Dans un avis très attendu, le Comité d’Éthique s’est prononcé ce mardi en faveur d’une extension de l’autorisation de la PMA en France.

C’est l’un des sujets de société les plus commentés en France, notamment depuis l’adoption lors du précédent quinquennat de la loi dite du Mariage pour Tous. La PMA (Procréation Médicalement Assistée) reste aujourd’hui très contestée par les anciens opposants à l’extension du mariage aux couples de même sexe. C’est pourquoi la décision du Comité d’Éthique, prévue ce mardi, était particulièrement attendue.

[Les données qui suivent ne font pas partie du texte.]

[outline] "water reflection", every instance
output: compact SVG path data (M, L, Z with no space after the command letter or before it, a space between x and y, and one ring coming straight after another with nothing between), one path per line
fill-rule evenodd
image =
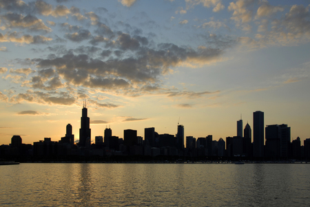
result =
M310 165L21 164L0 206L307 206Z

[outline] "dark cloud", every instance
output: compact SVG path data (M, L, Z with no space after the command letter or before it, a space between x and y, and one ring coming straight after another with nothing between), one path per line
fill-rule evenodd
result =
M103 121L103 120L90 120L90 124L108 124L109 122Z
M52 68L48 68L39 70L38 72L40 76L44 78L50 78L54 76L54 74L55 74L55 70Z
M57 95L57 94L55 95ZM36 102L39 104L61 105L72 105L76 101L76 99L68 93L59 94L58 95L58 96L52 96L48 93L29 90L27 94L21 93L12 96L10 98L10 101L16 103L28 101Z
M168 97L173 97L173 96L187 96L188 98L199 98L201 97L203 95L208 95L208 94L214 94L219 93L220 91L216 91L214 92L211 91L203 91L203 92L194 92L194 91L175 91L175 92L167 92L166 94L168 95Z
M62 30L63 30L65 31L69 31L69 32L78 32L82 28L81 26L70 25L66 22L61 23L60 26Z
M135 39L131 38L128 34L121 34L118 36L118 43L121 47L126 50L137 50L140 47L139 41Z
M101 51L101 49L94 46L80 46L73 51L77 54L85 54L87 55L94 55L97 52Z
M39 115L40 113L36 111L23 111L17 113L18 115Z
M34 72L34 71L32 70L31 68L19 68L16 69L13 69L11 68L9 72L11 74L25 75L29 75L30 73Z
M79 32L65 34L65 37L73 42L81 42L83 41L89 39L91 36L90 32L87 30L81 30Z
M41 44L45 43L47 41L50 41L52 39L42 35L32 36L30 34L25 34L20 36L17 32L7 33L3 35L0 32L0 42L12 42L19 44Z
M193 105L190 104L180 104L177 106L180 108L192 108L193 107Z
M89 100L89 102L92 104L94 104L96 107L101 107L101 108L108 108L108 109L113 109L113 108L117 108L119 107L119 105L116 105L112 103L100 103L98 102L96 100Z
M46 26L42 20L31 14L23 16L20 14L9 12L1 17L4 20L6 27L8 28L21 28L33 31L52 31L52 29Z

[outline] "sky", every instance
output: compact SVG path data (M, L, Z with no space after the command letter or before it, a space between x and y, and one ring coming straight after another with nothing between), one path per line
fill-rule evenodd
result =
M310 138L309 0L0 0L0 144L110 127Z

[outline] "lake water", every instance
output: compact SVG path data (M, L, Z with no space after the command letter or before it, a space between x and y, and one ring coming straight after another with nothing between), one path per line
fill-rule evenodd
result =
M309 206L306 164L0 166L1 206Z

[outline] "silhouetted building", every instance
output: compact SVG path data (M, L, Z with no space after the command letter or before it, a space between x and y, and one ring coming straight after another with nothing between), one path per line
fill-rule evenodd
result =
M252 130L251 129L251 127L249 125L249 123L247 123L245 125L245 129L243 130L243 133L245 134L245 138L249 138L250 142L252 142Z
M188 156L196 156L196 138L192 136L186 137L186 149Z
M288 158L290 156L291 127L287 124L267 125L266 131L266 157Z
M244 139L245 139L245 150L244 151L247 154L247 157L251 157L253 155L252 152L252 130L249 123L245 125L245 129L243 130Z
M304 158L310 159L310 138L304 140Z
M55 157L58 155L58 142L53 142L50 138L45 138L44 141L33 142L33 155L37 157Z
M90 118L87 117L87 109L86 103L83 104L82 109L82 117L81 118L81 129L80 129L80 141L79 145L80 146L90 146L91 136L90 128Z
M225 141L220 138L218 141L218 156L224 157L225 155Z
M242 120L240 120L237 121L237 136L238 137L243 137L242 134L242 130L243 130L243 124L242 124Z
M74 144L74 135L72 134L72 126L70 124L67 124L65 137L70 138L72 145Z
M124 130L124 144L127 146L132 146L138 144L136 130Z
M171 134L160 134L158 135L158 146L159 147L176 147L176 138Z
M179 150L184 149L184 126L178 125L178 133L176 133L176 148Z
M65 130L65 136L61 138L60 143L70 144L72 146L74 144L74 135L72 134L72 126L68 124Z
M192 150L196 149L196 138L192 136L187 136L186 148Z
M253 155L254 157L264 157L264 112L257 111L253 113L254 142Z
M119 140L121 140L123 141L123 139L118 139L118 137L116 136L111 136L108 138L108 143L109 145L107 146L109 147L110 149L114 149L116 151L119 150Z
M112 137L112 129L110 128L105 128L105 137L104 137L104 142L105 144L105 146L109 146L109 140L110 138Z
M95 144L96 145L102 145L103 144L103 138L102 136L96 136L95 137Z
M154 127L144 129L144 140L146 145L158 147L158 133Z
M211 135L208 135L207 137L205 137L205 147L207 151L207 156L213 156L212 140L213 136Z
M20 147L21 146L21 138L19 135L14 135L11 138L11 147Z
M280 156L281 157L289 157L291 144L291 127L287 124L280 124Z
M294 159L301 159L300 138L298 137L291 142L292 156Z

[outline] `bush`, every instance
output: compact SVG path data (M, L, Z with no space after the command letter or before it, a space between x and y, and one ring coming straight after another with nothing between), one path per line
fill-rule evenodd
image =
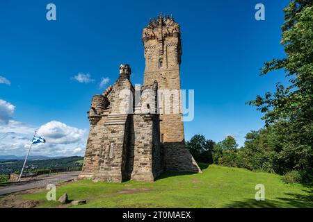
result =
M301 182L301 175L296 171L292 171L285 173L282 180L286 183L300 182Z

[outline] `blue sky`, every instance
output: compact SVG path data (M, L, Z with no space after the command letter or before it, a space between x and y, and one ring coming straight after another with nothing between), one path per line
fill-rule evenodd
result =
M280 26L288 2L1 1L0 76L8 82L0 83L0 155L22 155L26 135L42 126L52 138L61 130L69 139L72 130L83 139L54 141L35 153L83 155L92 96L114 83L121 63L131 65L134 84L143 83L141 31L160 12L172 14L181 25L182 88L195 89L195 119L184 124L186 139L202 134L218 142L232 135L242 145L247 133L264 125L262 114L245 102L284 83L282 72L260 77L259 69L284 57ZM49 3L56 6L56 21L46 19ZM265 21L255 19L258 3L265 6ZM93 80L79 83L74 78L79 73ZM102 78L109 80L99 89ZM8 132L19 137L19 145Z

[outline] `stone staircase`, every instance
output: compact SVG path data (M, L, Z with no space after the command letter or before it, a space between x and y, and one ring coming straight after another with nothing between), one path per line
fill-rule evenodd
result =
M108 115L104 125L124 125L127 119L127 114L110 114Z

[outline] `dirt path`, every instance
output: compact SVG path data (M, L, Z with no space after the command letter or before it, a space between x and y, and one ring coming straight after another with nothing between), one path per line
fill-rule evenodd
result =
M33 180L21 182L10 185L0 187L0 197L36 188L46 187L49 184L57 184L76 179L80 171L67 172L49 176L41 176Z

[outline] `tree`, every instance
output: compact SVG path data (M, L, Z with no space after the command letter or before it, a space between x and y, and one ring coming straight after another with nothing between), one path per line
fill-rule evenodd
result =
M313 175L313 1L293 0L284 8L281 44L286 58L265 62L261 75L283 69L289 84L247 103L264 113L266 126L280 138L273 144L275 171Z
M186 143L186 146L193 156L196 162L203 163L213 163L212 151L214 142L211 139L206 139L202 135L194 135L190 141Z
M236 139L228 135L224 140L216 144L214 147L213 160L214 163L227 166L237 166L236 152L238 144Z

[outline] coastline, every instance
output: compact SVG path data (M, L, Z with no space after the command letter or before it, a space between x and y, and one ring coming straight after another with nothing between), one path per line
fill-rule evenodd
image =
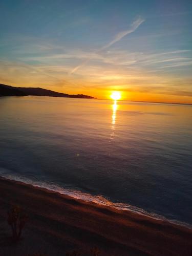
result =
M101 255L190 255L191 229L165 220L2 177L0 195L0 255L29 251L60 255L78 249L89 255L94 246ZM16 249L3 244L4 237L11 234L6 215L13 205L20 206L29 217Z

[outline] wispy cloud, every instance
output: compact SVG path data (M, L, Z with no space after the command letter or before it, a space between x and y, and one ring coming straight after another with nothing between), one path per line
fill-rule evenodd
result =
M123 37L125 36L126 35L128 35L129 34L130 34L131 33L133 33L138 28L138 27L142 24L143 22L144 22L145 20L142 18L139 18L136 20L135 20L133 23L131 24L130 26L130 28L129 29L124 30L123 31L121 31L118 34L116 35L115 36L114 38L109 42L108 44L105 45L105 46L103 46L100 49L98 50L95 52L95 53L98 53L100 52L101 51L102 51L103 50L105 50L107 48L109 48L110 47L110 46L112 46L116 42L118 42L118 41L120 41ZM78 69L79 69L80 67L83 66L86 64L87 64L90 60L91 58L89 58L88 59L87 59L84 61L83 61L82 63L81 63L81 65L76 67L74 68L70 72L70 74L72 74L73 73L75 72L76 71L77 71Z

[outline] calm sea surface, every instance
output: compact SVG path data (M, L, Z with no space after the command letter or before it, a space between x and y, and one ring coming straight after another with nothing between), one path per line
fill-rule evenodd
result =
M0 176L192 224L192 106L0 98Z

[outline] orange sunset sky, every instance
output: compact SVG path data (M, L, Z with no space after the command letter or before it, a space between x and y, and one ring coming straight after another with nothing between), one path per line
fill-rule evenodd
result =
M0 83L192 103L190 1L4 2Z

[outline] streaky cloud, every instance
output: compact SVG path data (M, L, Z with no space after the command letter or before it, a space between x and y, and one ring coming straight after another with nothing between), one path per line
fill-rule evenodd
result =
M105 50L107 48L109 48L109 47L110 47L110 46L112 46L113 45L114 45L116 42L118 42L118 41L120 41L123 37L124 37L126 35L128 35L129 34L131 34L131 33L133 33L144 21L145 21L145 19L144 19L143 18L142 18L141 17L139 17L139 18L137 19L136 20L135 20L134 22L133 22L132 23L132 24L130 26L130 28L129 29L119 32L118 34L117 34L116 35L112 41L111 41L110 42L107 44L106 45L103 46L100 49L96 51L95 52L95 53L99 52L103 50ZM81 65L78 65L78 66L74 68L71 71L71 72L70 72L69 74L73 74L73 73L76 71L80 68L81 68L81 67L83 67L86 64L87 64L87 63L88 63L90 60L91 60L91 58L88 59L87 59L86 60L83 61Z

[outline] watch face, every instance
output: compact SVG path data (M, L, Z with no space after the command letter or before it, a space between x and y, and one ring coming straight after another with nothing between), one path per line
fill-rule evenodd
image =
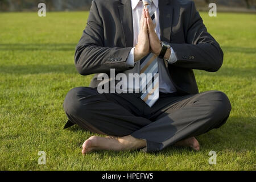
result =
M167 48L169 48L170 47L170 46L167 42L162 42L162 46L167 47Z

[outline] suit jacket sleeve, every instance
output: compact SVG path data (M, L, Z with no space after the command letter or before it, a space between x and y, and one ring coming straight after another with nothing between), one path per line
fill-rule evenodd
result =
M220 45L207 32L203 20L192 2L185 44L170 44L177 61L173 65L209 72L218 71L223 62L223 52Z
M95 1L93 1L87 26L76 48L75 63L82 75L129 69L127 58L132 47L105 47L104 27Z

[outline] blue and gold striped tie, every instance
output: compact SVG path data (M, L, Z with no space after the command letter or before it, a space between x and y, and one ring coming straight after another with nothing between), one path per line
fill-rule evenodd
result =
M152 20L155 23L155 11L150 7L152 0L142 1L144 8L148 10ZM140 73L146 76L145 78L141 81L141 98L151 107L159 98L158 57L156 55L150 53L140 62Z

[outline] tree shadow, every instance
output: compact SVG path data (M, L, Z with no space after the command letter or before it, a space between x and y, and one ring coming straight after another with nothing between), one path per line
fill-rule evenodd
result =
M237 77L254 77L256 76L255 68L221 68L217 72L208 72L204 71L196 71L196 72L201 72L201 75L210 76L225 76Z
M0 73L17 75L48 73L77 73L75 64L2 65Z
M74 43L35 43L35 44L0 44L0 51L73 51Z
M250 47L232 47L232 46L221 46L221 48L224 52L239 52L245 53L255 53L256 48Z
M254 151L255 145L246 143L246 141L254 141L256 136L256 129L252 127L256 117L232 117L227 122L217 129L213 129L208 133L197 136L203 152L217 150L218 152L225 152L227 151L242 152L245 151ZM72 132L86 131L89 135L95 134L83 130L75 125L68 129ZM243 142L243 143L242 143ZM108 152L112 156L136 155L140 150L130 151L96 151L96 154L104 155ZM177 153L196 152L191 148L171 146L160 151L147 153L150 155L158 156L159 155L175 155ZM200 151L199 151L200 152Z

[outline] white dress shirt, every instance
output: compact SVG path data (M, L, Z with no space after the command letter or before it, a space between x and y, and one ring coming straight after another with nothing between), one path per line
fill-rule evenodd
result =
M138 43L138 36L139 32L139 23L141 20L141 15L143 9L143 5L142 1L131 0L131 8L133 10L133 46L135 46ZM155 31L158 38L160 36L160 23L159 23L159 11L158 9L158 0L152 0L151 8L152 11L155 11L155 18L156 27ZM130 54L128 56L127 63L131 67L134 66L134 52L133 47ZM177 57L172 48L171 48L171 53L170 57L168 63L170 64L174 63L177 61ZM159 92L163 93L172 93L176 91L174 84L168 76L168 73L164 65L163 59L158 59L158 73L159 76ZM139 64L139 61L135 64Z

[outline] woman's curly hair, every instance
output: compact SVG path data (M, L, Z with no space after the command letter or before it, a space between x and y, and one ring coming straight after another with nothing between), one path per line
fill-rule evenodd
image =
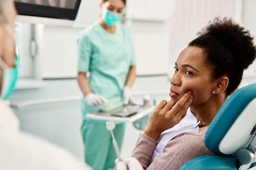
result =
M206 64L213 69L211 79L222 76L229 78L226 96L235 90L241 81L244 70L256 56L254 37L248 30L232 19L216 17L197 34L189 46L204 49Z

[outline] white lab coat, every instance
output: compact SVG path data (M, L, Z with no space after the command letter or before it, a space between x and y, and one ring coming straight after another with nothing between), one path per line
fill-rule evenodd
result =
M0 170L91 170L67 150L21 132L19 125L0 99Z

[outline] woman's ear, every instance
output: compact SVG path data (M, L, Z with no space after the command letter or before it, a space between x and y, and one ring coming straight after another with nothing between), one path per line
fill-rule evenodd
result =
M213 90L215 94L219 94L224 92L227 89L229 85L229 78L227 77L222 77L216 80L216 85Z

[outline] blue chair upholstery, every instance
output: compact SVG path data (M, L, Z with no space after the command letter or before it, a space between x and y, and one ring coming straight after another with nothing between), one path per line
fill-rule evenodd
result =
M226 101L205 139L216 155L192 159L180 170L243 170L256 166L256 83L237 90Z

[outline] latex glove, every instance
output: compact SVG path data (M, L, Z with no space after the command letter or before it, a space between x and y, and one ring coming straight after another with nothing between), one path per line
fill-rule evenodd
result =
M132 94L132 89L129 86L124 87L123 89L123 98L124 98L124 104L129 103L132 104L136 104L136 102Z
M85 100L88 104L92 106L96 106L109 102L103 96L92 93L86 95Z
M134 158L122 158L122 161L116 159L116 170L144 170L140 162Z

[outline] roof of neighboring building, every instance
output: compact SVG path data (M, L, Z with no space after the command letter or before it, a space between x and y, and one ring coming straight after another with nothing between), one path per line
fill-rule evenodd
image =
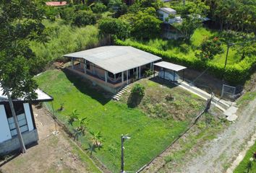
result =
M166 61L161 61L159 63L154 63L154 66L163 67L164 68L173 70L175 71L179 71L187 68L187 67L185 66L179 66L175 63L171 63Z
M163 11L163 12L166 12L168 14L176 14L176 12L174 9L171 9L168 7L162 7L159 9L158 10Z
M131 46L103 46L69 53L64 57L80 58L118 74L162 59L161 58Z
M1 102L7 102L8 99L7 97L4 95L3 89L0 86L0 103ZM54 100L54 98L43 92L42 90L38 89L35 90L35 93L38 94L38 98L35 99L30 100L32 102L49 102ZM14 99L14 102L26 102L26 100L23 98Z
M46 2L46 4L48 6L59 6L67 5L67 1L48 1L48 2Z

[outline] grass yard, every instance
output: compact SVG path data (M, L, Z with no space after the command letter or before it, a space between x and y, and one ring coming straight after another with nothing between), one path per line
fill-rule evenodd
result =
M255 173L256 172L256 160L252 161L252 167L249 172L247 172L247 164L249 161L249 159L253 156L253 154L256 152L256 143L249 148L247 152L244 159L238 165L236 169L234 171L234 173L240 173L240 172L248 172L248 173Z
M187 44L180 40L165 40L161 38L150 40L133 40L128 39L126 42L137 42L154 48L158 48L160 50L165 50L167 53L174 53L177 56L185 56L186 58L188 59L195 59L197 58L195 56L195 50L196 48L199 46L205 39L213 37L218 37L222 40L224 39L221 37L221 33L216 31L200 27L195 30L191 38L190 44ZM220 64L225 63L227 46L223 45L223 48L224 50L223 53L216 56L212 60L213 62ZM229 48L228 64L235 64L241 61L241 57L236 54L236 52L235 46L232 46Z
M170 92L176 96L176 107L179 110L183 107L183 112L189 111L188 114L181 115L182 118L178 118L178 115L168 116L168 118L156 117L151 116L154 114L147 115L143 107L130 108L125 102L111 100L108 93L95 86L93 88L90 83L67 72L47 71L35 79L40 89L54 97L55 110L64 103L64 110L57 114L60 120L67 125L69 115L74 109L77 109L81 117L88 120L88 131L101 132L103 137L103 148L96 149L93 154L113 172L120 170L121 134L128 133L132 138L124 143L125 170L137 171L186 130L191 120L189 116L195 116L193 114L202 104L200 99L186 91L165 86L163 92L164 95ZM158 90L161 90L159 87L162 86L154 81L148 81L145 84L148 89L152 87L152 89L158 88ZM145 98L150 98L149 96L151 94L147 96L147 93ZM179 94L182 97L179 97ZM193 102L187 103L189 98L193 99ZM184 102L184 105L179 103L179 101ZM168 108L171 105L166 104L165 107ZM89 134L81 138L84 149L88 147L90 138Z

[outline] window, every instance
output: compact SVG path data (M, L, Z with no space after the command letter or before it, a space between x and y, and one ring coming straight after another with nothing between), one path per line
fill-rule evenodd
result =
M20 125L21 133L28 130L28 126L27 123L26 116L25 114L24 106L22 103L14 103L14 110L18 120L18 123ZM10 128L12 136L17 135L17 130L15 127L14 120L12 117L11 108L9 104L4 105L5 111L7 116L9 127Z

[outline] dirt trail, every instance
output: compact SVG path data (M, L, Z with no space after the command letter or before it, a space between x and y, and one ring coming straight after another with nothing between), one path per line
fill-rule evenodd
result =
M73 146L64 132L53 135L54 122L44 108L33 107L38 144L27 149L0 168L0 172L92 172L88 165L73 152Z
M184 172L224 172L256 129L256 99L239 110L238 119L218 138L206 143L204 154L188 162Z

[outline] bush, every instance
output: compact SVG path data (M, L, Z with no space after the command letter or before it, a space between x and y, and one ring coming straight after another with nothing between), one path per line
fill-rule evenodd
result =
M107 9L107 7L106 5L104 5L104 4L101 3L101 2L98 2L96 3L93 7L92 7L92 10L93 12L95 13L101 13L101 12L106 12L106 10Z
M119 39L125 39L130 34L130 26L119 19L106 18L99 22L98 28L101 35L115 35Z
M159 50L136 42L128 43L125 41L116 40L115 43L120 45L132 46L160 56L163 58L163 61L178 63L194 69L203 70L209 68L208 71L214 76L218 78L221 78L223 76L225 80L233 84L244 81L250 74L253 66L256 64L256 58L245 58L238 63L226 65L226 69L224 69L223 64L211 61L205 62L198 58L187 58L186 56L177 56L171 53Z
M94 25L97 22L97 17L93 12L80 10L76 12L73 19L73 24L78 26Z
M140 84L135 84L132 89L132 94L138 94L140 97L145 95L145 86Z

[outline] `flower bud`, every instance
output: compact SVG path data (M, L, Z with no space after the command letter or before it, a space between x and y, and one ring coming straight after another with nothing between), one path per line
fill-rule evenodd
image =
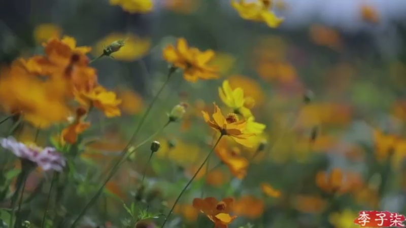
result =
M158 141L154 141L151 143L151 151L154 153L161 148L161 144Z
M303 95L303 102L307 104L311 102L314 99L314 94L311 90L307 90Z
M188 106L187 103L183 102L175 105L168 115L169 121L174 122L182 118L186 113L186 108Z
M120 51L120 49L125 45L125 40L116 41L103 49L103 55L110 56L112 54Z

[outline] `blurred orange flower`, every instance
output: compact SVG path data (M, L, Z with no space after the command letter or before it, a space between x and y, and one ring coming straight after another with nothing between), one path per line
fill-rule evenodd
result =
M379 13L372 6L362 5L360 9L360 13L362 19L367 22L377 24L380 20Z
M353 192L362 184L361 177L350 172L343 172L340 169L333 169L329 174L320 172L316 176L317 185L327 193L343 194Z
M61 93L52 82L29 73L21 60L0 69L0 106L9 113L21 113L36 127L66 120L70 109Z
M236 218L230 215L234 200L232 198L224 198L218 201L213 197L205 199L195 198L193 206L195 209L205 213L206 216L218 228L227 228L228 225Z
M238 216L249 218L258 218L262 214L265 204L263 200L245 195L235 201L232 211Z
M257 0L254 2L246 2L245 0L239 2L233 0L231 6L237 11L240 16L245 20L264 22L271 28L277 28L284 21L278 17L271 10L272 1Z
M141 96L129 89L120 89L117 96L121 100L121 107L126 114L134 115L140 113L144 107Z
M313 213L323 211L327 205L326 201L320 197L307 195L296 196L292 203L300 212Z
M84 122L83 118L85 117L86 110L79 107L76 109L76 117L74 122L62 131L61 134L62 141L73 144L76 142L78 135L86 131L90 126L90 122Z
M89 92L74 91L75 99L81 105L95 107L102 111L107 117L118 117L121 112L118 106L121 100L118 99L113 92L108 91L101 86L97 86Z
M151 0L110 0L112 6L120 6L123 10L134 14L147 13L152 11Z
M275 198L279 198L281 196L281 192L276 190L270 184L267 183L261 183L261 190L266 196L274 197Z
M253 146L252 136L255 134L244 132L247 126L245 120L238 120L235 114L230 113L224 117L218 106L214 104L214 111L212 115L213 120L210 120L209 113L202 111L205 121L214 130L218 131L223 135L230 136L235 142L250 147Z
M176 48L171 45L166 46L163 55L168 62L184 70L183 78L187 81L219 77L217 68L208 65L215 56L214 52L210 50L202 52L196 48L190 48L184 38L178 39Z
M342 47L340 34L332 28L322 25L313 25L309 33L310 39L317 45L324 46L335 50Z

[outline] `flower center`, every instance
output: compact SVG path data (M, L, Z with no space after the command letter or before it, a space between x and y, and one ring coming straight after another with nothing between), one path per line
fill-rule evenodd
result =
M227 124L232 124L238 121L238 117L235 113L228 113L225 120Z
M223 201L219 202L216 206L216 209L219 211L223 211L225 210L225 203Z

Or, le Comité consultatif national d'éthique (CCNE) s'est prononcé en faveur de l'ouverture aux couples de femmes et aux femmes célibataires à la Procréation Médicale Assistée, aujourd'hui réservée aux seuls couples hétérosexuels. "Le CCNE recommande dans ce texte l'ouverture de l'AMP (Ndlr : autre nom de la PMA) aux couples de femmes et aux femmes seules", a déclaré à la presse le rapporteur Frédéric Worms. Le CCNE reste en revanche opposé à la Gestation Pour Autrui (GPA) et donc au recours aux mères porteuses en France.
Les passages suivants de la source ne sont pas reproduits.